A father's accidental death propels a journey through loss & grieving for poet Alison Palmer.
“Where do you find painlessness,” Alison Palmer asks in the opening line of her new poetry collection written in response to the accidental fall that first paralyzed her father, and ultimately killed him. It’s a question nearly all of us will ask eventually. Death being a universal experience, it’s the rare poet who can find a way to write of grief in an original way; but Palmer is that rare poet, and as we accompany her through her process of losing her father, we feel not only her specific loss, but the cavernous absence that results from every death. A man for whom “gravity / used to be your passion” is reduced to “Hospital / Creature, Room 802” (as we learn the meaning of “tetraplegia”); and then is reduced further to ashes that she wishes she could “form back into limbs that work.” “I failed / to save the whole of you,” she laments; but really, she does save him, for he lives vividly in her verse. There is a crushing moment when she recalls her favorite photo with him, “our foreheads / press together,” a gesture repeated near the end of his life when he asks her to “Put your head on mine, the only place left you can feel.” “I’m mostly made of bruises” she says at the close. So are we all, once life is done with us – that is, if we have been fortunate enough to be grazed by love, and its loss.
“In this beautiful book, Alison Palmer bargains not only with the fall that caused her father’s paralysis and subsequent death—wishing, dreaming, denying—but also with the vicissitudes of grief itself, ‘rationing out reality in doses.’ In poems of intimate address, she finds a wealth of image and metaphor to evoke her lost father: he is ‘part of the woven sun,’ or stars, or moon; he is ashes, and the box that contains them; he is ‘the smallest ship in the rain.’ And she? “Remember how I keep you human,” she says, and she does, with these heartbreaking poems.” —Martha Collins, author of Casualty Reports
“If Hamlet had not loved his father, there would have been no tragedy.

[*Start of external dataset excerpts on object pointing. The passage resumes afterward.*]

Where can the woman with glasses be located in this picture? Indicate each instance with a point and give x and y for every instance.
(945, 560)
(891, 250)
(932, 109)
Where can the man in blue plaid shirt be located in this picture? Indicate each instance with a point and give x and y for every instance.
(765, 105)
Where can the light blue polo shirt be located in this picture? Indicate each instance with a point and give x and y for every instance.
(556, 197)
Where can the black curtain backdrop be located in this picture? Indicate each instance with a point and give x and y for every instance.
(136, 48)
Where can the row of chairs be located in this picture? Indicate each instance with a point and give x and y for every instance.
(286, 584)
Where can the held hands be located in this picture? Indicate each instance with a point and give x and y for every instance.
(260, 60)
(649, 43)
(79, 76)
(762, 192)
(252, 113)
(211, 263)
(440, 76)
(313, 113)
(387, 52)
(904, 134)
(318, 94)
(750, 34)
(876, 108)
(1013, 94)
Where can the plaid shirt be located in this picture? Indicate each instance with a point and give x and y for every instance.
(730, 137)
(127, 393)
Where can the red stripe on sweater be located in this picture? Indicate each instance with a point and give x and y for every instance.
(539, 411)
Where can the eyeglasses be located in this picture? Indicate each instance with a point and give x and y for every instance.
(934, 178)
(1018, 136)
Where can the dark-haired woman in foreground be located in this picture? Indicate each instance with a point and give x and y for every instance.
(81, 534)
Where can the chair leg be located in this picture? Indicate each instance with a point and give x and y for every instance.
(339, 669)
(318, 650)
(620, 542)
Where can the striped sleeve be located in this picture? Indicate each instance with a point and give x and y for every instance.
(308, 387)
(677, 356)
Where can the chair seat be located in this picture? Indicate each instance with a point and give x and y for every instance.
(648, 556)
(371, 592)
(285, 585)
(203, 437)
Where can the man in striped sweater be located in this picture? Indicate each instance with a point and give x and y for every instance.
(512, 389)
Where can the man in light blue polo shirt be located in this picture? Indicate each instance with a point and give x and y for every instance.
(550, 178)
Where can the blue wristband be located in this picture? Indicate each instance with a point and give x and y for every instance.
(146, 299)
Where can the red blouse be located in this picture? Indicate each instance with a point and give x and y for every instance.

What makes death so terrifying is the way it cuts off our access to the person it takes from us, leaving us only the supernatural or the imagination through which to maintain that connection between the living and the gone. Alison Palmer’s search for solace takes the form of elegiac poems, visitations with her father's memory as well as conversations with and about ‘the cheating god who / dismantled you.’ Summoning all the powers of language, this poet journeys into the dark caverns of mortality and sets even the bees to mourning. It is a courageous, lyrical, moving collection; one that refuses to surrender to loss.” —D.A. Powell, author of Repast: Tea, Lunch & Cocktails
“‘We let / the deep of a darker laughter pretend to be / the kind of god we seek,’ writes Alison Palmer in her new collection, Bargaining with the Fall, inferring the tattered ribbons we stitch together to cover unfathomable grief provides only momentary comfort. Bodies shut down, drift away, reduce to ashes, and what’s left— ‘flakes of scalp in your brush,’ lock boxes with missing keys, ‘bitsy insides of honeysuckle’ —must be the heavy remnants that compel us onward, a sort of patchwork identity borne out of absence. These poems—lyrical, inventive, spare—remind us that while ‘faith in the body owes us nothing,’ grief is a negotiation not with what is lost, but with who we must become. We unravel, certainly, but we also spill into something new, into something we have never been before. Palmer shows us we are never too far from being lifted into ‘silver fountains,’ into ‘creeks that rise like open palms,’ into the air of a ‘hundred thousand / wings too small for true sorrow.’” —Nils Michals, author of Gembox
Alison Palmer is the author of two poetry chapbooks, EVERYTHING IS NORMAL HERE (Broadstone Books, 2022) and The Need for Hiding (Dancing Girl Press, 2018). Her work has appeared in FIELD, The Cincinnati Review, The Journal, Columbia Review, and Crazyhorse among others. Alison is the recipient of a 2022 Independent Artist Award (IAA) grant from the Maryland State Arts Council (MSAC).